A space shuttle has a damaged thermoresistant tile, say, of triangular shape. One side (face) of the tile is made of thermoresistant ceramic, the other face of insulating foam. Through poor communications ("...Houston,... can you hear me?.. I can't hear you...") Case 1. One Side and Two Angles: one side of the tile is 20 inches long, one angle is 54 degrees, another angle is 46 degrees. How many different triangular tiles must be made and delivered to space, to make sure that the damage can be fixed? Case 2. One Angle and Two Sides: one angle is 54 degrees, one side of the tile is 20 inches long, another side is 16 inches long. At least, how many different triangular tiles must be made and delivered to space, to make sure that the damage can be fixed? In both cases, assume that the known angles are interior angles of the triangle. Hint: remember, the tile must fit into the damagehole with foam face in.

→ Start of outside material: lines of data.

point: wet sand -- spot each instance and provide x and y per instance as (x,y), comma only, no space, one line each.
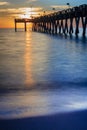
(63,121)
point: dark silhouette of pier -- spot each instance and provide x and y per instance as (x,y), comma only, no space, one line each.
(60,22)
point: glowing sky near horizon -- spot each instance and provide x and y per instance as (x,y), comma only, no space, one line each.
(9,9)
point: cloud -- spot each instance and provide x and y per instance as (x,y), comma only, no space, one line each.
(4,3)
(30,1)
(60,7)
(16,12)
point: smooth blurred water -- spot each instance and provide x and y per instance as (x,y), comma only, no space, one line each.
(41,74)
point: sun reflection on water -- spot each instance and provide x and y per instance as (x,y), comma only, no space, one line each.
(28,61)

ACTIVITY: The class can split into two groups  Shuttle and Houston. Shuttle makes hole(s) and orders the tile(s), Houston makes minimal number of possible tiles for each case and delivers to Shuttle. First, they naturally ignore the difference between the two faces of the tile, so only the upper half of the pictures will give the answer. Then, they will take into account two faces being different (ceramic and foam). Tiles can be cut from cardboard with sides of different colors. Houston and Shuttle together check if all the possible cases are covered. Next, they discuss, what additional piece of information they would like to hear which would make the tile uniquely defined, so they will need to make only one tile. This part of discussion is going to be fun and will bring their points of views "right to the point". Also they discuss other Cases: Case 3. Three sides known (two tiles), Case 4. Three angles known (no tile). What kind of transformations does the tile undergo on its way from Houston to Shuttle (groups)? Translation, rotation in space, in plane, flipping... 

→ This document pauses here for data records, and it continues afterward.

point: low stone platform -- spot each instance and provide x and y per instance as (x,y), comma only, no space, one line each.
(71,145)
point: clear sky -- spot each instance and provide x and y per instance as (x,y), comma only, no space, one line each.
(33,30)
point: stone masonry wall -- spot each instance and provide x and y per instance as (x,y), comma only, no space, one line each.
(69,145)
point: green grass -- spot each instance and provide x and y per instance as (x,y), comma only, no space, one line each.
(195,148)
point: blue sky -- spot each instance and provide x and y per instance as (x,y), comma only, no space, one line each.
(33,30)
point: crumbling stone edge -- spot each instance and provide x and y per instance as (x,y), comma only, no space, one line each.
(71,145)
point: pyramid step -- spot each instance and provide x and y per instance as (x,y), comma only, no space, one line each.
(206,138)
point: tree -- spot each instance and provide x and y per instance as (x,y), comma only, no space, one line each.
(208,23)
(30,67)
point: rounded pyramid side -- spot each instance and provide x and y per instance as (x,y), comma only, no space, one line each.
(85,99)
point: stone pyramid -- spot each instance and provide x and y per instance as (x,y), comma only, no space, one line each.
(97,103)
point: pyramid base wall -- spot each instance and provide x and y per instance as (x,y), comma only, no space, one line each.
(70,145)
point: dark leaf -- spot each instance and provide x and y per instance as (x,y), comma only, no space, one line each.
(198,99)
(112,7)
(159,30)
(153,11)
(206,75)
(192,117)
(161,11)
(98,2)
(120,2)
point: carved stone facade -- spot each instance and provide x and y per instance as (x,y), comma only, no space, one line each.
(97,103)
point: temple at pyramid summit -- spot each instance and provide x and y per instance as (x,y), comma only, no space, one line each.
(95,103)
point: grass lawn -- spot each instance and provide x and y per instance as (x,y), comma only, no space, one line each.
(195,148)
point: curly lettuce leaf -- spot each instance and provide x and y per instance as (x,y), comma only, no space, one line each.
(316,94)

Congruency of triangles is basic to highly sophisticated problems of isometrism for more general polygons and polyhedra. It is very important and not an easy topic. The answer to these questions depends on the type of applications. Many times, it may be confusing. Different textbooks formulate them with different underlying specifics. But it is better to practice in one concrete application rather to have general but confusing philosophy.